あれから数時間たち、今私は奴等が待つ“真選組”へと向かっている。私も夜の女の端くれ。夜道なんて慣れてるし、怖くもない。


だけど…────


ブゥーーン


「ギャーーーー!!今なんか手に当たったなんか当たった!!」


虫が、大嫌いなのです。


「もぉ〜なんでこんなに街灯多いの!!ギャーーー!また来たあぁああぁ」


あと、もう少し。あと、もう少し。この角を曲がれば……。


トンッ


「ギャーーーーー!!!!」
「のわぁああああぁあ」



なんなんだ!なんなんだ!やけにデカイよ!この虫やけにデカイよ!!しかも声が………


え?
……───声が?


「に、人間!?」


あ、あれ?


「うそ、気絶してるの?この人」



少女漫画でよくあるパターン。曲がり角で異性とぶつかる。そして倒れた少女を少年が助けてそれがきっかけで恋愛ストーリーが始まる。ちょっとは期待した私が間違いでした。


「おーい!お、起きてもらえます?」


あれから数分。私はペシペシと倒れた男性の顔を叩いては殴り叩いては殴りを繰り返した。
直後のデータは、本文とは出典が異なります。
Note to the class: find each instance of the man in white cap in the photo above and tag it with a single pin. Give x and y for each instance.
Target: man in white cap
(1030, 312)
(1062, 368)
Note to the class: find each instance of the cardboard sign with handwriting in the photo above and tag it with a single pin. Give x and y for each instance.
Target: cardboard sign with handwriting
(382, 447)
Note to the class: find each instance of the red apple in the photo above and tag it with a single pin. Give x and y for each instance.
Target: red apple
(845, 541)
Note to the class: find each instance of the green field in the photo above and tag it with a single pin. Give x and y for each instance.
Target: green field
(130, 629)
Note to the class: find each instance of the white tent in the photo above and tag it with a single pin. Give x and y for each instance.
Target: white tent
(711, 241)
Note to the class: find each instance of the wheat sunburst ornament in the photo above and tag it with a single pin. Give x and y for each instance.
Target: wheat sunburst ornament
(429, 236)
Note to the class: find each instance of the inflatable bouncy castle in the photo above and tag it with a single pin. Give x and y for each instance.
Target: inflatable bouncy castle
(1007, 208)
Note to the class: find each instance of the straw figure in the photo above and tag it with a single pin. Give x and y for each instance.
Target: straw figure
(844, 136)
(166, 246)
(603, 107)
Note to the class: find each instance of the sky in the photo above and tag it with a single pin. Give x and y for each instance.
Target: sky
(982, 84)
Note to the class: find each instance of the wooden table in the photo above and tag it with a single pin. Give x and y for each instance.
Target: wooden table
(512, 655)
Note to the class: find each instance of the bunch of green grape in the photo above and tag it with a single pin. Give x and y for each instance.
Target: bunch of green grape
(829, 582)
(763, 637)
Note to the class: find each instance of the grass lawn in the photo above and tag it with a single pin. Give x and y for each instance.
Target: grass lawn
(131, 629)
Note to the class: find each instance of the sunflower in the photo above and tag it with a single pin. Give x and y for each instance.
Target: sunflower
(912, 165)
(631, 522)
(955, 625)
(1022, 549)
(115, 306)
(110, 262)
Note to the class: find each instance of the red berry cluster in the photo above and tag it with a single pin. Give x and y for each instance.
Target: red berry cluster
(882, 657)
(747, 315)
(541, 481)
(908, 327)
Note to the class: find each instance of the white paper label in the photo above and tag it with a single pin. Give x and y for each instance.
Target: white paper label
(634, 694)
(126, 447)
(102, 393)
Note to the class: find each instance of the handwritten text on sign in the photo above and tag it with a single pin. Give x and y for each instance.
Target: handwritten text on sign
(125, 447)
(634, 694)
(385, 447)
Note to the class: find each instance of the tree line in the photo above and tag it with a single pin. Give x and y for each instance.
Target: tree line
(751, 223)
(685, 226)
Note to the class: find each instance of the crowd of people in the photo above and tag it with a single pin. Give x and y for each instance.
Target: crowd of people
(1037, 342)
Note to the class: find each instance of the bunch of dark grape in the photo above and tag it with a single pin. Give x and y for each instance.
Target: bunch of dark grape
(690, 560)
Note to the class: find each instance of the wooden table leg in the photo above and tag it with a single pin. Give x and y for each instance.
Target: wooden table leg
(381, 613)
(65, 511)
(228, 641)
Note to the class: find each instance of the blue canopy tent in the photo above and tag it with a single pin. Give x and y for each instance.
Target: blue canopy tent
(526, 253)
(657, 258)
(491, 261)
「………っていうかこの人マヨ臭っ!一体どんな食生活をしたら衣服からマヨネーズの匂いがするんだよ」


殴り疲れた挙げ句に襟を掴んで吹っ飛ばそうとしてたけど……。


「マヨ臭っ!」

「………あ゙?誰がマヨネーズ撲滅運動実施中だって?」

「ぃ、いやぁ〜……あのー……」


起きちゃった起きちゃった!
いや起こそうとしてたけどさ!

このタイミングかよ!


「………って誰も『マヨネーズ撲滅運動実施中』なんて言ってませんよ!!」

「ほぉ、じゃあこの手はなんだ」

「あ、あぁすいません」


謝りながら……ってなんで私が謝らなきゃいけないの!

……まぁいいや

だってなんかこの人瞳孔開いてるよ!
素直に謝らなきゃなんかされるよ!


「で?テメェはこんなところで何をしている」

「!!そうだよ!そうだった!」

「あ゙ぁ゙?」

「私、真選組に行かなきゃ!」

「真選組ぃ?テメェみたいなハナ垂れ娘がなんのようだ」

「は、ハナ垂れぇ?失礼な!マヨ臭いアンタなんかに言われたくありません!では急いでるので失礼します!」


腹がたったから思いっきり肩にぶつかってやった。

なんなの!?あの人は!


「おい、ちょっと待て」


機嫌が悪そうにズカズカと歩いて去ろうとしたら、後ろからまた声をかけられた。


「なんですか?私は急いでるんですけど」

「お前、もしかして凪渠屋の娘か」

「そうですけどそれがなにか!」


誰?この人……私の事を知ってるみたいだけど。


「フッ」


かすかに笑ったと思ったら懐からタバコを出して火をつけた。そして一言。


「俺は真選組副長『土方 十四郎』だ」


『土方はんだけはいつも警戒心をとかないのや、だから気ぃつけな』


姐さん……私はこの人を殴ってしまいました……。